Details on Those Hurt Home Changes

As previewed here yesterday, significant changes were announced to the proposed Hurt Home development at a community meeting last night. While some reservations over the details remain, all in all the community appears to now support the project.

Unlike the disastrous meeting at Jellef last month, this meeting was much better planned.  Attendees included Jack Evans, and representatives from the Argos Group, the ANC, and the Office of the Deputy Mayor of Planning and Economic Development. The meeting began with some introductory remarks from Jack Evans, Ron Lewis, and Freddie Peaco (who has a personal history with the Hurt home for the Blind and gave an emotional speech in favor of increasing the number of units set aside for blind residents). The point that Evans tried to get across was essentially that he got the message from the community and that he won’t let this project move forward until the neighbors are more comfortable with it.

Here are the details (GM should emphasize that these are by no means final):

  • There will be 15 units built
  • They will be large units (1400-1900 square feet)
  • Three of the units will be affordable housing (Gilbertos Cardenas of Argos discussed setting one or two of these units aside for a policeman)
  • One of the units will be specially designed for a blind resident
  • There will be 30 surface parking spots built
  • The historic structure (as well as a contributing historic addition) will be restored. The non-historic additions to the back will be removed.
  • No new additions will be built, all the units will be in the historic building
  • The alleyway will be widened to handle the additional traffic and a traffic study will be performed before the project moves forward
  • Construction will take one year
  • The same architect that worked on such stellar projects as Cady’s Alley and the Phillips School would design this project
  • The property would be sold by the city to Argos for around $450-500k

While a few residents remained anxious about this project, by the time the details were fully laid out, the audience was decidedly in favor of the project. Jack Evans gave the impression that he was happy with the community’s reaction and would not attempt to stop this project. In fact, given the change in neighbor attitude, he indicated that he would now like to see the surplus motion voted on by the Council before the summer recess so that the process can continue to move forward.

As a side note, a lot of the audience complained about not being informed about the project. GM agrees that both the ANC and the District government did not do a very good job reaching out to the neighbors and keeping them informed. But there’s one entity that has been writing ad naseum about this project from the very, very beginning and you’re reading it right now. While GM looks forward to moving on to a new topic, he will continue to report all the details about this project as it moves forward, so keep the dial tuned here!




Filed under Development

3 responses to “Details on Those Hurt Home Changes

  1. Ken Archer

    30 parking spaces for 15 units? Georgetown, we are shooting ourselves in the foot!

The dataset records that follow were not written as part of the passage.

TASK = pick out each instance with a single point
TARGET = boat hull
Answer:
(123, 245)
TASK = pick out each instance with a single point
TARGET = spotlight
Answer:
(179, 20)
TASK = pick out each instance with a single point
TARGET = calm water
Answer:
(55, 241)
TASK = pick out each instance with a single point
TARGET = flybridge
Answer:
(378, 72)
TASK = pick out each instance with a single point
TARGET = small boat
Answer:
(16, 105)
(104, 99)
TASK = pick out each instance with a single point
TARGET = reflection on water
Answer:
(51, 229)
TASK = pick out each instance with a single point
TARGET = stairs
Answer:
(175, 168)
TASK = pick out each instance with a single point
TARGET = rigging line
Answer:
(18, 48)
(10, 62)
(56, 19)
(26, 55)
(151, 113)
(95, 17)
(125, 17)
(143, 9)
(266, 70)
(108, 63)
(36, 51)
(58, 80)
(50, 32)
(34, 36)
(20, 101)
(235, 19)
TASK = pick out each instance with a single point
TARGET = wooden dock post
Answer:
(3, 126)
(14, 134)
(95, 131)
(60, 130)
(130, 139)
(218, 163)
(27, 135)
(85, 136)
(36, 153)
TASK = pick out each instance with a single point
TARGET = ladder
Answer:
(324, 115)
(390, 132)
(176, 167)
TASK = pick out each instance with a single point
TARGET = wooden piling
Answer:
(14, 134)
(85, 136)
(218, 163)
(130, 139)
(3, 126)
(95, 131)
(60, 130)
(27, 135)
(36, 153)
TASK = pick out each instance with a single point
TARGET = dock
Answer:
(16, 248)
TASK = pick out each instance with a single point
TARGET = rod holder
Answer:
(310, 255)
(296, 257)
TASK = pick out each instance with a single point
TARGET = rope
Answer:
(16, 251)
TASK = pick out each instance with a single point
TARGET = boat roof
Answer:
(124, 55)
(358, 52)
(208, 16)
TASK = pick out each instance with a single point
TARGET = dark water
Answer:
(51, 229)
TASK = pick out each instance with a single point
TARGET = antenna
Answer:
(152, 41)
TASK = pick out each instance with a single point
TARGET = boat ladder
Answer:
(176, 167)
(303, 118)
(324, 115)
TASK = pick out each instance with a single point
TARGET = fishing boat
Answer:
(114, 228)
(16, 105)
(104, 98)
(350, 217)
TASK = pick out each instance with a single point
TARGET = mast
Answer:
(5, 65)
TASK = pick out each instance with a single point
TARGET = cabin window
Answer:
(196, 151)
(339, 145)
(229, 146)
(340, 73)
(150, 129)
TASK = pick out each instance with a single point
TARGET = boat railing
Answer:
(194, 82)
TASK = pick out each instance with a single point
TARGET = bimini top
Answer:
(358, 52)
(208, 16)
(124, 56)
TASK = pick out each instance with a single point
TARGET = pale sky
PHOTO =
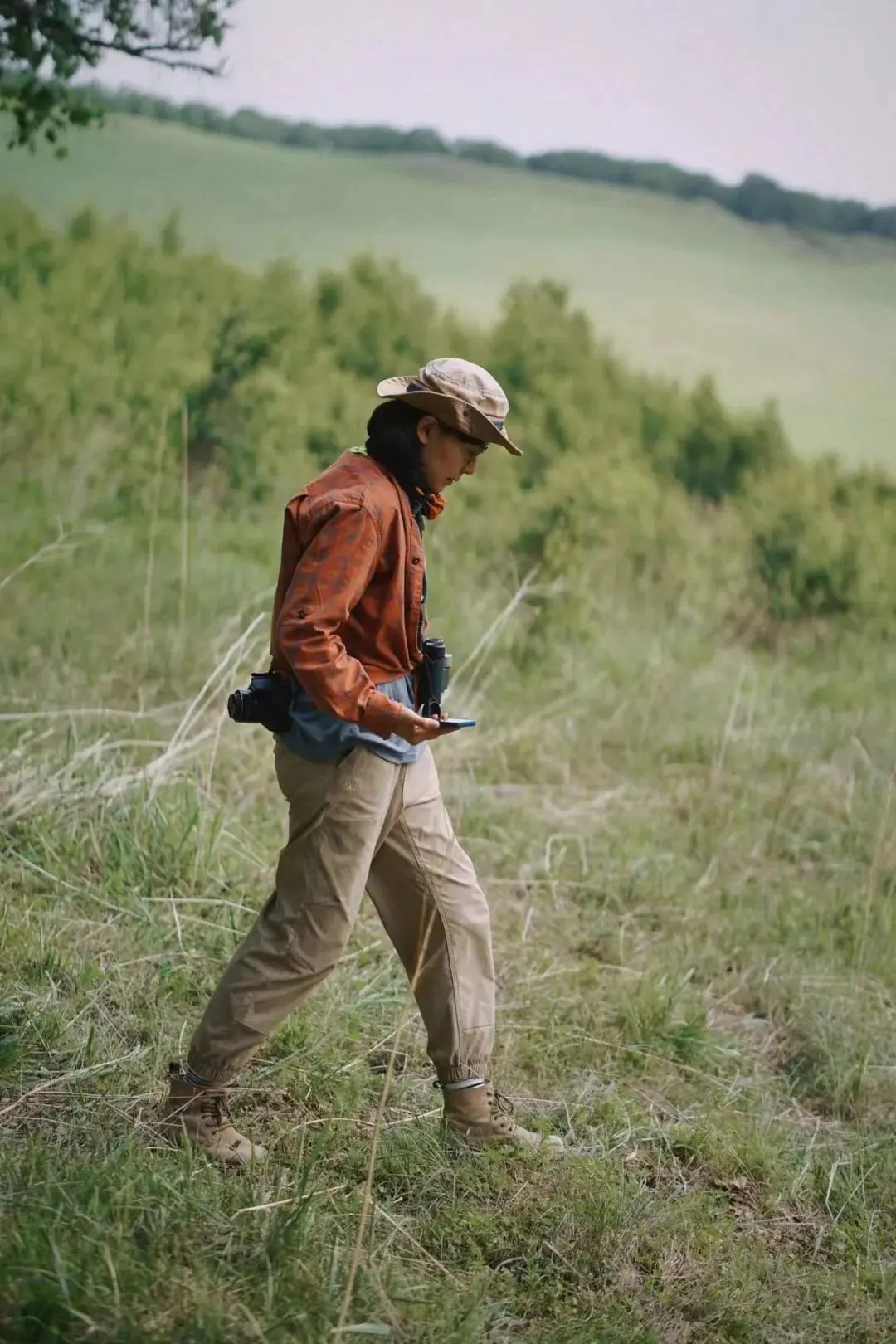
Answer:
(802, 90)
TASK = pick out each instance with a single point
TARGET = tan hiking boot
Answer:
(199, 1116)
(483, 1118)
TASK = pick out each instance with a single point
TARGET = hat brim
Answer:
(450, 409)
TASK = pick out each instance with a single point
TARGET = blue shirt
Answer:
(319, 735)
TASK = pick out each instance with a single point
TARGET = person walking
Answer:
(366, 812)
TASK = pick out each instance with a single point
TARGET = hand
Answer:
(416, 728)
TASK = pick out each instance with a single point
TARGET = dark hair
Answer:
(392, 442)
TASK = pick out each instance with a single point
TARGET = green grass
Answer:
(679, 288)
(691, 869)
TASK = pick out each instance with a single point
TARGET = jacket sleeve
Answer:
(331, 577)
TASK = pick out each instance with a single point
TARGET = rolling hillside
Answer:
(677, 288)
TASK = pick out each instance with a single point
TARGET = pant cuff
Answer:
(460, 1073)
(215, 1075)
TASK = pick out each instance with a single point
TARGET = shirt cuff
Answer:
(382, 715)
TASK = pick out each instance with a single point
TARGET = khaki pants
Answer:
(355, 825)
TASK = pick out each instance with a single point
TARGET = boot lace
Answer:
(500, 1108)
(214, 1110)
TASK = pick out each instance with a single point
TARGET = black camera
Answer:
(436, 672)
(266, 700)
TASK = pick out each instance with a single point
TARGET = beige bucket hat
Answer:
(458, 392)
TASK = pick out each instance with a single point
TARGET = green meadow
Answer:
(674, 628)
(679, 288)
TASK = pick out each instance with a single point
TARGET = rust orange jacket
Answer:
(348, 608)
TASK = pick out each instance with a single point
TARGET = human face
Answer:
(446, 455)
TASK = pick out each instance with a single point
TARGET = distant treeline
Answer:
(757, 197)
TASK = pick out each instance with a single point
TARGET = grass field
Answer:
(679, 288)
(691, 869)
(679, 801)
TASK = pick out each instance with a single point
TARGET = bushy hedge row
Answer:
(119, 353)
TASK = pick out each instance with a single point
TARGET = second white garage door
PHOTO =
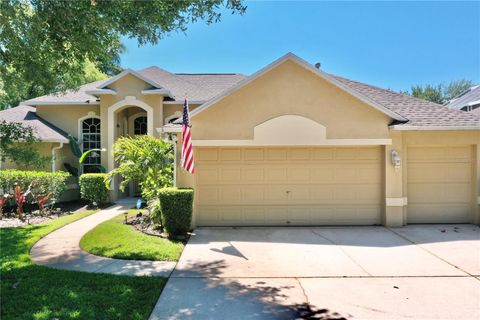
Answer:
(288, 186)
(440, 184)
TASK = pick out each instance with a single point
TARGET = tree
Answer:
(441, 93)
(46, 45)
(146, 160)
(456, 88)
(16, 142)
(429, 92)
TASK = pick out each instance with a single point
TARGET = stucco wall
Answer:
(290, 89)
(44, 150)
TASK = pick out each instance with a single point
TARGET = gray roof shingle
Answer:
(43, 130)
(419, 112)
(203, 87)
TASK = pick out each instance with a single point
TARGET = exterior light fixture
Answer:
(396, 160)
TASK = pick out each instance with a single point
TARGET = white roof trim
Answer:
(473, 103)
(163, 92)
(182, 101)
(64, 140)
(308, 66)
(95, 92)
(46, 103)
(170, 128)
(432, 128)
(126, 72)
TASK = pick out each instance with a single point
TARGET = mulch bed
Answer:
(34, 217)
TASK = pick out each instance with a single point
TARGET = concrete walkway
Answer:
(60, 249)
(414, 272)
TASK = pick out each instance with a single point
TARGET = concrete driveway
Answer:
(420, 272)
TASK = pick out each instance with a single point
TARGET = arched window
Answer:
(140, 125)
(91, 140)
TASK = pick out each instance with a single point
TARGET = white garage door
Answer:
(288, 186)
(439, 187)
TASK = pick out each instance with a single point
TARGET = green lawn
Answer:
(115, 239)
(29, 291)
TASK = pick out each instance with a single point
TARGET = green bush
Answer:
(93, 188)
(176, 206)
(42, 182)
(155, 211)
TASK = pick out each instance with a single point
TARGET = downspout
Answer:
(53, 155)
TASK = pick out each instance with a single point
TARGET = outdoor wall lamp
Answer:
(396, 160)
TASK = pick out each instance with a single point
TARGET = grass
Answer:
(115, 239)
(29, 291)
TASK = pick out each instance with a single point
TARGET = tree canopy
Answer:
(440, 93)
(52, 45)
(16, 142)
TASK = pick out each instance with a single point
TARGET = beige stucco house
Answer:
(288, 145)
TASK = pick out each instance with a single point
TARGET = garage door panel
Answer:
(322, 175)
(207, 174)
(230, 154)
(442, 213)
(229, 215)
(439, 193)
(276, 174)
(439, 172)
(254, 154)
(298, 174)
(207, 194)
(253, 174)
(206, 154)
(230, 194)
(254, 195)
(230, 174)
(439, 184)
(289, 186)
(275, 194)
(276, 154)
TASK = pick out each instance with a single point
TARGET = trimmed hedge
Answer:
(176, 206)
(93, 188)
(42, 182)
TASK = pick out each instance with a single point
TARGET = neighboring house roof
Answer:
(43, 130)
(410, 113)
(476, 112)
(420, 113)
(467, 98)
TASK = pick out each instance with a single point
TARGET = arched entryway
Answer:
(127, 117)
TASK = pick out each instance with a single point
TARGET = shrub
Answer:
(93, 188)
(155, 211)
(42, 182)
(176, 206)
(146, 160)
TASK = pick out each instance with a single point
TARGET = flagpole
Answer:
(175, 160)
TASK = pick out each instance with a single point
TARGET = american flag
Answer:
(187, 147)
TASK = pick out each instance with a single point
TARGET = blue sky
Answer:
(389, 44)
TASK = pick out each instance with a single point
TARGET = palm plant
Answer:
(146, 160)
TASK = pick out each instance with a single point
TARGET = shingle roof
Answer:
(476, 112)
(70, 96)
(26, 115)
(203, 87)
(419, 112)
(472, 95)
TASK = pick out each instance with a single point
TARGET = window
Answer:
(140, 126)
(91, 140)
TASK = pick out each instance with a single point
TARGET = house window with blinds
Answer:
(91, 140)
(140, 126)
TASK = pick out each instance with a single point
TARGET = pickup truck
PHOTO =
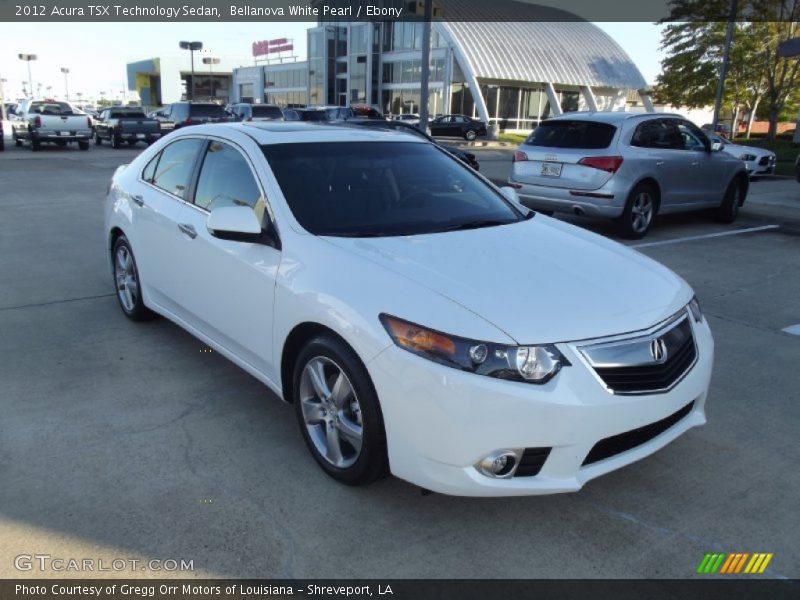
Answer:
(120, 124)
(52, 122)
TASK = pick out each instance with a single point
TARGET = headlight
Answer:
(694, 308)
(531, 364)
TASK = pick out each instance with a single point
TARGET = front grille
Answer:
(654, 377)
(532, 461)
(617, 444)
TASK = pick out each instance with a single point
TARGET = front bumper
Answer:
(440, 421)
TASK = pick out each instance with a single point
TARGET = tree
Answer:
(757, 73)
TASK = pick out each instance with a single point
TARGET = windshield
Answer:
(374, 189)
(572, 134)
(267, 112)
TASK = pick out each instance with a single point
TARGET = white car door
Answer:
(226, 288)
(156, 199)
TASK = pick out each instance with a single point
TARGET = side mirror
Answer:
(235, 223)
(510, 194)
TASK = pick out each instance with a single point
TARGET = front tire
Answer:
(729, 209)
(640, 211)
(338, 412)
(127, 282)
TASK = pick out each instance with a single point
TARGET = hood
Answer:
(539, 281)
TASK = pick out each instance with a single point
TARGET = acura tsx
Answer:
(421, 321)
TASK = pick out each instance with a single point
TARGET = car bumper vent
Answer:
(617, 444)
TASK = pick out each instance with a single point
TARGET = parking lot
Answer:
(120, 439)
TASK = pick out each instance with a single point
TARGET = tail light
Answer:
(605, 163)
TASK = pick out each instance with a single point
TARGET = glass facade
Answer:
(380, 64)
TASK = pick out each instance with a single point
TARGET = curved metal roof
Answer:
(569, 53)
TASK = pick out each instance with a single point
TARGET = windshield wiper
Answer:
(477, 223)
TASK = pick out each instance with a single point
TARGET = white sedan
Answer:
(757, 161)
(420, 320)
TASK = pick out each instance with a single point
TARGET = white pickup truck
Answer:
(52, 122)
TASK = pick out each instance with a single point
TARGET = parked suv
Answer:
(192, 113)
(629, 167)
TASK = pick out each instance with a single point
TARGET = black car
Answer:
(318, 115)
(192, 113)
(457, 126)
(465, 157)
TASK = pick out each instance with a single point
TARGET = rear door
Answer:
(552, 154)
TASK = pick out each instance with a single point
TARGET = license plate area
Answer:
(551, 169)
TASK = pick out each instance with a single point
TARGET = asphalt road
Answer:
(122, 440)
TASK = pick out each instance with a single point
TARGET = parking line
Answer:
(691, 238)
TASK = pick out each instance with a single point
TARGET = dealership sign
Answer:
(265, 47)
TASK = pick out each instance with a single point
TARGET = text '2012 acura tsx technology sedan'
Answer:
(421, 321)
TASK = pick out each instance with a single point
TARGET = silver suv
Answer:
(626, 166)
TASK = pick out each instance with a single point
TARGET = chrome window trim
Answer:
(578, 348)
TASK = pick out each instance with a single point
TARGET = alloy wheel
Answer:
(641, 212)
(331, 412)
(125, 276)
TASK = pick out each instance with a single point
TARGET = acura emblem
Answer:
(658, 350)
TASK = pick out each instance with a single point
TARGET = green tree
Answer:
(757, 74)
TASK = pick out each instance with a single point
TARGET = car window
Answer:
(658, 133)
(354, 189)
(150, 169)
(175, 166)
(565, 133)
(693, 137)
(226, 180)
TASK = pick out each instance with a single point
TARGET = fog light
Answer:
(499, 465)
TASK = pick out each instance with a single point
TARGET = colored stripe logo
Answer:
(734, 563)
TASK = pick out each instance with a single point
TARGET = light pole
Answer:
(66, 82)
(210, 62)
(28, 58)
(191, 47)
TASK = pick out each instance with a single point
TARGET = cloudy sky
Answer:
(96, 53)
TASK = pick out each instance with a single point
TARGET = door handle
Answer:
(188, 230)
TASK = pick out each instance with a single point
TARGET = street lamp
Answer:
(191, 47)
(66, 83)
(210, 62)
(28, 58)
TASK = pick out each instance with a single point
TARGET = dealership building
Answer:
(509, 74)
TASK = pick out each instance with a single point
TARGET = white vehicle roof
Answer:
(277, 132)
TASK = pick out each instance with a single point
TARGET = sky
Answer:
(96, 54)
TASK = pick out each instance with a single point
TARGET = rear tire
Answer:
(338, 412)
(127, 283)
(729, 209)
(640, 211)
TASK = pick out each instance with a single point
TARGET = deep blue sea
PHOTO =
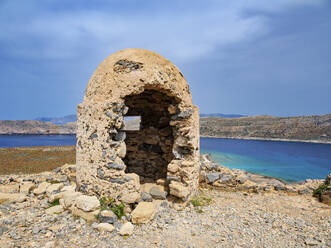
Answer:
(289, 161)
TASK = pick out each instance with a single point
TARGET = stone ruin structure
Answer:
(112, 161)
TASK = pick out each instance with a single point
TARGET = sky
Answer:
(251, 57)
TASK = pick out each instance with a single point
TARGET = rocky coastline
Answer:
(268, 139)
(232, 209)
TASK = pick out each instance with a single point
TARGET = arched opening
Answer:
(149, 149)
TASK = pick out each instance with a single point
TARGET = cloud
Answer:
(37, 31)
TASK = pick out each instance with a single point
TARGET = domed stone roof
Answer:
(131, 71)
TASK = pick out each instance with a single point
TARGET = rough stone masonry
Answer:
(112, 161)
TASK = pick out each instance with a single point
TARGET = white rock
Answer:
(71, 188)
(87, 203)
(54, 188)
(54, 209)
(143, 212)
(41, 189)
(26, 187)
(130, 197)
(88, 216)
(126, 229)
(69, 198)
(105, 227)
(4, 198)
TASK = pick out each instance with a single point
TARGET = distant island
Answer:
(314, 128)
(58, 120)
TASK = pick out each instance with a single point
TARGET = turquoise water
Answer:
(289, 161)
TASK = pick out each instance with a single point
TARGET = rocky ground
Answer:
(215, 218)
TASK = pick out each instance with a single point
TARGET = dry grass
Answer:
(28, 160)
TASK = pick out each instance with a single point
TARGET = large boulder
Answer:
(5, 198)
(87, 203)
(126, 229)
(143, 213)
(41, 189)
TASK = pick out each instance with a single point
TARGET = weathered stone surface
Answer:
(5, 197)
(328, 179)
(126, 229)
(179, 190)
(130, 197)
(106, 227)
(54, 188)
(87, 203)
(88, 216)
(146, 197)
(225, 178)
(26, 187)
(242, 179)
(69, 198)
(41, 189)
(107, 216)
(136, 82)
(54, 209)
(143, 213)
(9, 188)
(122, 150)
(212, 177)
(156, 193)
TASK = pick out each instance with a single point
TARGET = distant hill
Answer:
(58, 120)
(303, 128)
(36, 127)
(223, 115)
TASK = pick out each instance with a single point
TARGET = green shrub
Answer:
(319, 191)
(54, 203)
(108, 203)
(200, 201)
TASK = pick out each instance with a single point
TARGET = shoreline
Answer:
(201, 136)
(248, 173)
(268, 139)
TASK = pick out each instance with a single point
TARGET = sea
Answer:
(288, 161)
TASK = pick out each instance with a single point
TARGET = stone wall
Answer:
(115, 162)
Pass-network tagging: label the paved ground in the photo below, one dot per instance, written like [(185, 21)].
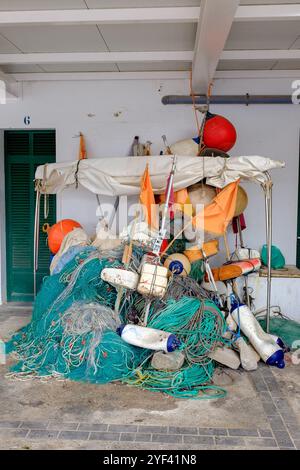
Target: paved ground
[(261, 411)]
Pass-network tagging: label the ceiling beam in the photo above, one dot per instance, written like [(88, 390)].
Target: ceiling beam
[(256, 74), (214, 26), (268, 13), (101, 16), (12, 88), (289, 54), (96, 57), (167, 75), (143, 15), (78, 76), (209, 63)]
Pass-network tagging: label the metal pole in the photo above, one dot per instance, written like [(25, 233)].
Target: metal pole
[(267, 186), (36, 239), (114, 212)]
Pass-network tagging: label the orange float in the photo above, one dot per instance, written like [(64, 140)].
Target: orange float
[(57, 232)]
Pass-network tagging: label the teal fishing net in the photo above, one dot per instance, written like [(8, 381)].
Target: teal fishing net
[(73, 333), (200, 326)]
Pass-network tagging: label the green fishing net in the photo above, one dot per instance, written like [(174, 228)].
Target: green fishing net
[(73, 333)]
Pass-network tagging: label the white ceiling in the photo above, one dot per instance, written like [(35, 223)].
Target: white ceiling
[(248, 35)]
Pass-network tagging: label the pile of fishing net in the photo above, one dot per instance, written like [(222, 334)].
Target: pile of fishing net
[(73, 331)]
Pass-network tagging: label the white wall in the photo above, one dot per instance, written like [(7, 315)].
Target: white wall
[(124, 109)]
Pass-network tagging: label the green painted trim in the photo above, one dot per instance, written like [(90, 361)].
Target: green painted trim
[(298, 228), (20, 280)]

    Georgetown, like the rest of DC, will grow in density over the next couple decades, as the migration out of the city for the past 50 years reverses itself. If our answer is to add two parking spaces per new household, Georgetown as we know it will cease to exist.

    The only solution is to get people out of their cars. Insisting on two parking spots per new housing unit, on the other hand, encourages them to own two cars each (which is the case with only a small fraction of current Georgetown condo owners).